Step 8: Opening Firewall Ports
firewall-cmd --permanent --add-service=http
firewall-cmd --permanent --add-service=https
firewall-cmd --reload
firewall-cmd --list-services
Step 9: Testing the Configuration
Verify the HTTP-to-HTTPS redirect works:
curl -v http://app.example.com/ 2>&1 | grep -E 'Location|HTTP/'
# Expect: HTTP/1.1 301 Moved Permanently
# Expect: Location: https://app.example.com/
Test HTTPS and check certificate:
curl -v https://app.example.com/ 2>&1 | grep -E 'subject|issuer|HTTP/'
# Check response headers include security headers
curl -I https://app.example.com/ | grep -E 'Strict-Transport|X-Frame|X-Content'
Verify the Traefik API is responding:
curl -sk -u admin:MySecurePassword https://traefik.example.com/api/rawdata | python -m json.tool | head -50
Watch the access log in real time:
tail -f /var/log/traefik/access.log
Conclusion
Traefik on RHEL 7 combines the simplicity of a single binary deployment with powerful dynamic routing capabilities that would otherwise require complex Nginx reload scripts or HAProxy hot-reload mechanisms.

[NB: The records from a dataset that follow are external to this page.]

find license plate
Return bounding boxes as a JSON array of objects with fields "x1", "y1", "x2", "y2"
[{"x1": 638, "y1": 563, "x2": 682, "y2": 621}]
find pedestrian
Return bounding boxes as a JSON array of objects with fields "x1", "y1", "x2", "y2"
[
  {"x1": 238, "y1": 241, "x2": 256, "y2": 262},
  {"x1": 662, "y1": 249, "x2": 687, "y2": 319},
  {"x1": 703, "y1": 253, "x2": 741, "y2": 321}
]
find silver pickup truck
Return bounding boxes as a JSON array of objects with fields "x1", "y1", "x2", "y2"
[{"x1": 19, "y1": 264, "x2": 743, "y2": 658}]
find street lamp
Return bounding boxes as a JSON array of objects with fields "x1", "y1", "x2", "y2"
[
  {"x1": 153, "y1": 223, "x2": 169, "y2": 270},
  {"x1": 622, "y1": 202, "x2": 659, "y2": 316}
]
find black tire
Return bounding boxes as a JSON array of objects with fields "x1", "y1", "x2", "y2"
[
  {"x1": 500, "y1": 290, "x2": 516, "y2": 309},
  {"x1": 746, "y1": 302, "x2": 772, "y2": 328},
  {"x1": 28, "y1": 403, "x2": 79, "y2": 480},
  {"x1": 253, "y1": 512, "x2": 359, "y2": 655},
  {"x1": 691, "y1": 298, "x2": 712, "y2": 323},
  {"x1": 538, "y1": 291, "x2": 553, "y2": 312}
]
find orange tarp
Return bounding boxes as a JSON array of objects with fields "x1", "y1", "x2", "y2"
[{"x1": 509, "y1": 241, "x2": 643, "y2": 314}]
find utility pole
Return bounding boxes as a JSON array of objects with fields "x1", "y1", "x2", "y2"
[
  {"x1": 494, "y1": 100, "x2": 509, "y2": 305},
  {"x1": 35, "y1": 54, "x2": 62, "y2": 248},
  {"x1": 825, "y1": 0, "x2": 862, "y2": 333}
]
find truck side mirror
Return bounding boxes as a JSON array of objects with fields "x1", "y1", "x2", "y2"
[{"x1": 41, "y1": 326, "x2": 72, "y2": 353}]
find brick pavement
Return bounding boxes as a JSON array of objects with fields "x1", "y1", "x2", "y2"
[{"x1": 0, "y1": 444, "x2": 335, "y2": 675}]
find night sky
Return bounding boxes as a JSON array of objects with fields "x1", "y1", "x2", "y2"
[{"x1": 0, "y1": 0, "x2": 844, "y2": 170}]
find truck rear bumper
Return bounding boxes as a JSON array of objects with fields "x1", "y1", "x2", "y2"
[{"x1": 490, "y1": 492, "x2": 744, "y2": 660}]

By structuring configuration into a static traefik.yml for infrastructure-level settings and watched drop-in files under /etc/traefik/conf.d/ for application routing, you can add, modify, or remove routes for new services without any service interruption. Automatic Let’s Encrypt certificate issuance and renewal, combined with the security headers middleware and basic auth protection on the dashboard, gives you a production-ready reverse proxy setup that scales from a single application on one server to dozens of services as your infrastructure grows.